My old first sergeant used to call it "stepping on your dick," which meant you'd made a terrible mistake.
Representative Anthony Weiner (D-New York) is another in a line of politicians of national importance who has stepped on his dick. In this case his weiner (ho-ho, no one can resist that joke even if it's too obvious).
For a week or more he claimed someone had "hacked into" his Twitter account and hijacked the picture of a man filling out his underwear.
He played coy, not admitting originally it was a picture of himself. Then the story, which wouldn't go away, caused him to have to make some sort of official public statement. It came down in a press conference that yeah, it was him. He'd intended to send it to a woman who was not his wife, but sent it out as a mass mailing instead.

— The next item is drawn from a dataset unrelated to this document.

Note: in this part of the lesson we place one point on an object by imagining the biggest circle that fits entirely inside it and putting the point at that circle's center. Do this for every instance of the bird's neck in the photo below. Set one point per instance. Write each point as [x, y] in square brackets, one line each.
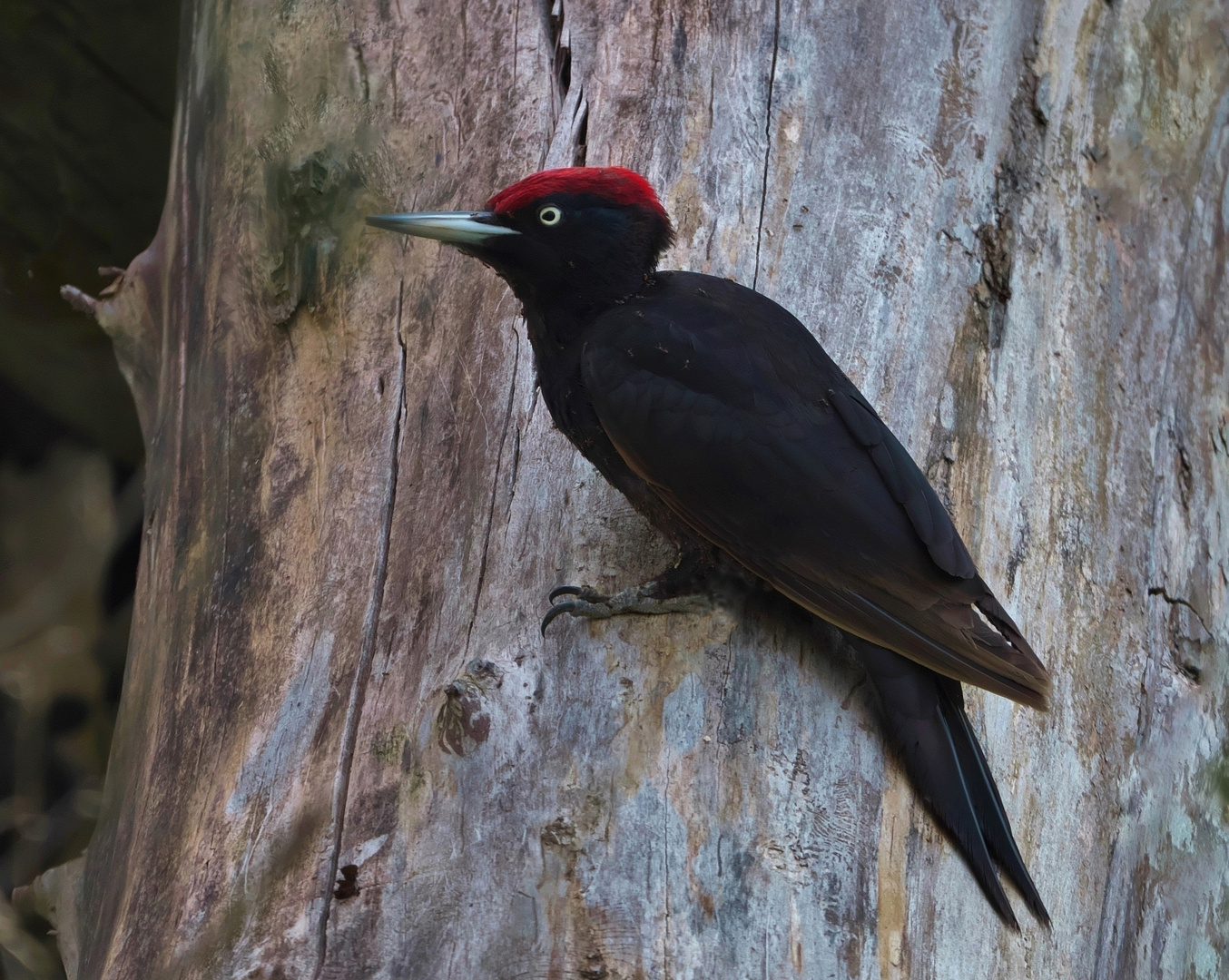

Can you imagine how he felt when he realized what he'd done? Can you imagine the shock? I can because in my own way I've done dumb stuff like that; I've sent an e-mail or two meant for one person to another by mistake. It was very embarrassing. But I'm not a politician. I'm not in a position of public trust and responsibility.
Weiner has a new wife (married last summer by--of all people--President Bill Clinton, and there's some irony there), and yet is trading sexy tweets with chicks not his wife. Oh yeah...news out today: Weiner's new wife is pregnant.
There is some justice in all this. The playboy found out that playing can have a price. Weiner isn't the first congressman from New York this year to end up in trouble over electronic transmissions of pictures. Representative Chris Lee, a Republican, screwed up. As soon as his bare-chested picture came out he resigned. You can see the picture here. The Democrats made a big deal of it but now they have their own fellow embarrassing them.
The calls are out from his own party for Weiner to resign.
The technology is still new enough that people play games with it, thinking they're getting away with something. They find out that anything sent out over the internet can suddenly be public property. I wonder how many other public figures are tonight sweating bucketloads, worrying about their own indiscretions just waiting to catch up to them?
I also notice that there is a pattern with public officials caught in these situations. They get up before the public, say their mea culpas, and tell everyone they apologize for "the hurt they've caused." There's no reason to believe that much of that isn't just earwash. If the guy hadn't been caught he'd have been doing it right now. He wouldn't be worrying about causing hurt, because he'd be thinking no one would ever know.
Even though Weiner was finally frank, he's still a hot dog. The media has put mustard and chopped onions on him, slapped him in a bun and eaten him up. His career is cooked.